Arbeitnehmer in Bauunternehmen erhalten ab diesem Jahr eine Entschädigung für Fahrten zu weit entfernten Baustellen - die neue Wegezeitentschädigung. Dabei wird zwischen Fahrten mit und ohne tägliche Heimfahrt unterschieden.

Im Baugewerbe beginnt und endet die tägliche Arbeitszeit bei den meisten Beschäftigten nicht in der Werkstatt oder im Büro, sondern auf den Baustellen. Und die wechseln permanent, was für die Beschäftigten unterschiedliche Fahrzeiten für die An- und Abfahrt bedeutet. Nur selten ist die Baustelle direkt vor der Haustür. Oft brauchen die Mitarbeiterinnen und Mitarbeiter für eine Strecke eine Stunde Fahrtzeit oder länger.

"Um eine angemessene Entschädigung für diese Wegezeit haben die Tarifpartner lange gerungen", erzählt Rechtsanwältin Kathrin Brösicke vom Zentralverband Deutsches Baugewerbe (ZDB) . Die gewerblichen Arbeitnehmer erhalten schon länger einen prozentualen Zuschlag in Höhe von 2,5 Prozent auf ihren Stundenlohn, der als ein Anteil im sogenannten Bauzuschlag enthalten ist.

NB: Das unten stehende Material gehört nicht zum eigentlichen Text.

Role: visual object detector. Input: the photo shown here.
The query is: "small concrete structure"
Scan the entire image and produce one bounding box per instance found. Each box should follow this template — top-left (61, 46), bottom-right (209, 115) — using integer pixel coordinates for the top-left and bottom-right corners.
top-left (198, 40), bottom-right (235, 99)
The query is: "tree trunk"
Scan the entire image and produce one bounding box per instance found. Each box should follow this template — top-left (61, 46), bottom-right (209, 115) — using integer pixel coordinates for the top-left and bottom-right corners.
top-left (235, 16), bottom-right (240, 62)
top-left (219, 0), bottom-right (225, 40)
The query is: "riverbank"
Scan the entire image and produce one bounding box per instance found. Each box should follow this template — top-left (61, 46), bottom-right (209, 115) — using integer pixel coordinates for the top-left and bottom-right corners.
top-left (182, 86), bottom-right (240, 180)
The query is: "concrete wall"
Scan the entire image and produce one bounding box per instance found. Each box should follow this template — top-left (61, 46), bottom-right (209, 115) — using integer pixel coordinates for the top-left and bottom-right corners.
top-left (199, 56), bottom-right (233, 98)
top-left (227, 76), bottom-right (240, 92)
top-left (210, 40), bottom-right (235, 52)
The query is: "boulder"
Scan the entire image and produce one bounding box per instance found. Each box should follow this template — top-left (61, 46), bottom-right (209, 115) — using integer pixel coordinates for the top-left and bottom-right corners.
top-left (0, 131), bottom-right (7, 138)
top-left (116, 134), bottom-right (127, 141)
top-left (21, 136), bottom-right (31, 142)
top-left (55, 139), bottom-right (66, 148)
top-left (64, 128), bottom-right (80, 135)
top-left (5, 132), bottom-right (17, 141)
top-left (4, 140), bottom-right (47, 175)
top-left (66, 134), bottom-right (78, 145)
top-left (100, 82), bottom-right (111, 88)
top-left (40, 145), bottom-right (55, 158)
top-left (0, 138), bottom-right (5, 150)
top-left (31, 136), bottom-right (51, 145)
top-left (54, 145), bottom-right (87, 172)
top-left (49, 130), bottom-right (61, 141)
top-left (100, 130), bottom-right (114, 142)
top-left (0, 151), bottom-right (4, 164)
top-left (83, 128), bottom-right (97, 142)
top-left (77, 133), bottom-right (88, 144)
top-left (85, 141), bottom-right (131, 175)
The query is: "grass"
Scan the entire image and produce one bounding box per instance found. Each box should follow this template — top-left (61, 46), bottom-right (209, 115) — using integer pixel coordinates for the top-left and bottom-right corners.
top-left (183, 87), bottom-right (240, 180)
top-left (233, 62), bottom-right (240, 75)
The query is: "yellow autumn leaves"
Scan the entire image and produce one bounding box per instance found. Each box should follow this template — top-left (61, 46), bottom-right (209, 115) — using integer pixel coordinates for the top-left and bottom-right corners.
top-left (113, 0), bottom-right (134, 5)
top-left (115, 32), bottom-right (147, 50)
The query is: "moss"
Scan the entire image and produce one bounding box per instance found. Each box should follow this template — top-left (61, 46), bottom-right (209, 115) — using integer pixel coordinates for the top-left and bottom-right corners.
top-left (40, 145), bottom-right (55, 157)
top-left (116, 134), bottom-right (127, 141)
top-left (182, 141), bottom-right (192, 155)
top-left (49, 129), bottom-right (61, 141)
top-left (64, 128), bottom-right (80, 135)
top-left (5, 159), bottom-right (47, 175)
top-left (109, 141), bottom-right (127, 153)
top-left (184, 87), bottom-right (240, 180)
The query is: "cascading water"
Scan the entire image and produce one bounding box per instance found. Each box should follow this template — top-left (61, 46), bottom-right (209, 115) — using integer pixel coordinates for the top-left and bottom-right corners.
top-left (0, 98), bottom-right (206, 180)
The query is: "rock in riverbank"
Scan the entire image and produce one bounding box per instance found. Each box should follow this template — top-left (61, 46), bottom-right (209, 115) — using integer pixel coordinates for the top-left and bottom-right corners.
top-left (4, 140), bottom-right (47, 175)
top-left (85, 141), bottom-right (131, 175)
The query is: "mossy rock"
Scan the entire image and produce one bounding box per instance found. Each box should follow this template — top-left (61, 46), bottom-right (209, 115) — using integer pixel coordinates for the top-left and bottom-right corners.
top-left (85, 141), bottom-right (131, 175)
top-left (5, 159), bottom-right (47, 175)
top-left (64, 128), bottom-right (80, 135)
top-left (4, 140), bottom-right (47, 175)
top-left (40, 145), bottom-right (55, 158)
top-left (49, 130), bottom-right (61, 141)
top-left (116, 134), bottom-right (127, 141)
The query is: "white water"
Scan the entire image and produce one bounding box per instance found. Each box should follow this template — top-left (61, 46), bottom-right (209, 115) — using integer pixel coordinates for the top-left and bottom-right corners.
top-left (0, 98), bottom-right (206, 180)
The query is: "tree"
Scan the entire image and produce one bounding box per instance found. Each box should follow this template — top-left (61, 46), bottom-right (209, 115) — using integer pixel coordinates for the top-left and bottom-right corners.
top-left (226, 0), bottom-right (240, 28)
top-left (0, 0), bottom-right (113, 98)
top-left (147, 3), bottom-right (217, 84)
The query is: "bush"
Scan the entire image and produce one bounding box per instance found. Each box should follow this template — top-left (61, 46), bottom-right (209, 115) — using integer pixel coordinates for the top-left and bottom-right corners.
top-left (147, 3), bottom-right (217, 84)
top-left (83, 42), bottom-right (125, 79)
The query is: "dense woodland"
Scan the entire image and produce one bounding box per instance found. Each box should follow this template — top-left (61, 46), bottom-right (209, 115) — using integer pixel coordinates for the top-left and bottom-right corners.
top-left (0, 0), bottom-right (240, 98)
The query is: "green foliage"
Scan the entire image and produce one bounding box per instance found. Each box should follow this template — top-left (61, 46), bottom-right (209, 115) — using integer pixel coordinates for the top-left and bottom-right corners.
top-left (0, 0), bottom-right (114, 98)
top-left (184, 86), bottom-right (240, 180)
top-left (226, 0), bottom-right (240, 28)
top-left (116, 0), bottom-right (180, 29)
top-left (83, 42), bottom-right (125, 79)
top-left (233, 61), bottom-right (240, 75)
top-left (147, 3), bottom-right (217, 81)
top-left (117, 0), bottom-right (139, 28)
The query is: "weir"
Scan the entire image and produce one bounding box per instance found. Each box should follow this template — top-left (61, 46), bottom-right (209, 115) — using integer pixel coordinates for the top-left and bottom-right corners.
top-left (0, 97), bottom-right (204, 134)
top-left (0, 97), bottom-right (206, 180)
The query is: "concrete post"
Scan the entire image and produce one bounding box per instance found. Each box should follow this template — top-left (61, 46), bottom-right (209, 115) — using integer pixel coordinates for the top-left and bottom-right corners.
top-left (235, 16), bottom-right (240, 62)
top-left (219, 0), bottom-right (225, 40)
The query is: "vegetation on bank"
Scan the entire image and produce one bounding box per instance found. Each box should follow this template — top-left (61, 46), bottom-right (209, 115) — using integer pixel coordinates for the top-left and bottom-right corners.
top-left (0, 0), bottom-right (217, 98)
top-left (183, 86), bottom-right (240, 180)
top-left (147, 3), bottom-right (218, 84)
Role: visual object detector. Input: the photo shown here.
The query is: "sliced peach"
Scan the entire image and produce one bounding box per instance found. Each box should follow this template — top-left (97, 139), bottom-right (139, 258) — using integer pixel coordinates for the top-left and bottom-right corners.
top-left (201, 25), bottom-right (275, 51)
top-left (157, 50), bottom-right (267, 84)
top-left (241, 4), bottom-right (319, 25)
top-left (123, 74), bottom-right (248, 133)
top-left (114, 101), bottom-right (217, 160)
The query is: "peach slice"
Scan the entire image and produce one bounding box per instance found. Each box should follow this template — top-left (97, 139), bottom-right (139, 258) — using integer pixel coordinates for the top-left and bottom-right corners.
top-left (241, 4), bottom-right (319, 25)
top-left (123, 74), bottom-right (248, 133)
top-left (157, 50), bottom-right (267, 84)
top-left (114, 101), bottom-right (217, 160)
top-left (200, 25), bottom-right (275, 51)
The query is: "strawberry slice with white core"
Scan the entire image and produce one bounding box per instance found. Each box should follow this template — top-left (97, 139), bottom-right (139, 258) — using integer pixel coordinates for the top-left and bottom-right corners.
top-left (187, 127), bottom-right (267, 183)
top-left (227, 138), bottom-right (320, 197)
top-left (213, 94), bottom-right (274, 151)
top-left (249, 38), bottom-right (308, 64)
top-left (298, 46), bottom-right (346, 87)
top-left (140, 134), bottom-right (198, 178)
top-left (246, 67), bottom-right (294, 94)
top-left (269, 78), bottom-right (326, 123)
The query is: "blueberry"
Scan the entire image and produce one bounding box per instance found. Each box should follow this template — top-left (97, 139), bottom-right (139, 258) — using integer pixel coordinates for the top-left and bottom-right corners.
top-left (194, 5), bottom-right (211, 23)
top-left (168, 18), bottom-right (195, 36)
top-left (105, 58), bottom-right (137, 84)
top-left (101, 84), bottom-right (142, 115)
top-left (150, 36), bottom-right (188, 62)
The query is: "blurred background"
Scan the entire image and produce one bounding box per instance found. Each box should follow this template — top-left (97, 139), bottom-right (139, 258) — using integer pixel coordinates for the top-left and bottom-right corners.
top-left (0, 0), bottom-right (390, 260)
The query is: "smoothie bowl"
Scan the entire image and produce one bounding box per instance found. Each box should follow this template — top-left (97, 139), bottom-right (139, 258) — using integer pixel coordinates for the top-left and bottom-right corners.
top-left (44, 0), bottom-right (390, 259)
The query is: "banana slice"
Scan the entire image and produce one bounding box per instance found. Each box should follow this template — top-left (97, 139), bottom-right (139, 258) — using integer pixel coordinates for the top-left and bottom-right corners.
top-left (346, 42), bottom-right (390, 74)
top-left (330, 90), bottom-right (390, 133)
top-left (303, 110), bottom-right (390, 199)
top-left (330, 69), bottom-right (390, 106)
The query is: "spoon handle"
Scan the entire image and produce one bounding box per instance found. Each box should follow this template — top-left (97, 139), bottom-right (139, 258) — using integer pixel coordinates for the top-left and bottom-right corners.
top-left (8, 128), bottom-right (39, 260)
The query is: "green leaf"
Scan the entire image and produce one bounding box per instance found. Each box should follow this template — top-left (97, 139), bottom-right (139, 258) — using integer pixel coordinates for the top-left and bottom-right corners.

"An diesem Bauzuschlag ändert sich nichts", erklärt Brösicke. Im neuen Tarifvertrag für das Baugewerbe gibt es aber erstmals zusätzlich ab diesem Jahr eine Neuregelung des Verpflegungszuschusses und eine neue Wegezeitentschädigung für gewerbliche Arbeitnehmer sowie Angestellte und Poliere.

Je weiter die Anreise, desto höher fällt der Zuschuss aus

"Diese Wegezeitent­schädigung differenziert zwischen Baustellen mit und ohne täglicher Heimfahrt", betont Kathrin Brösicke. Je weiter die Anreise, desto höher fällt der Zuschuss aus. Die neuen Regelungen gelten für alle Beschäftigten, ­also auch solche in nicht-tarifgebundenen Firmen, da der Bundesrahmentarifvertrag für gewerbliche Beschäftigte allgemeinverbindlich ist.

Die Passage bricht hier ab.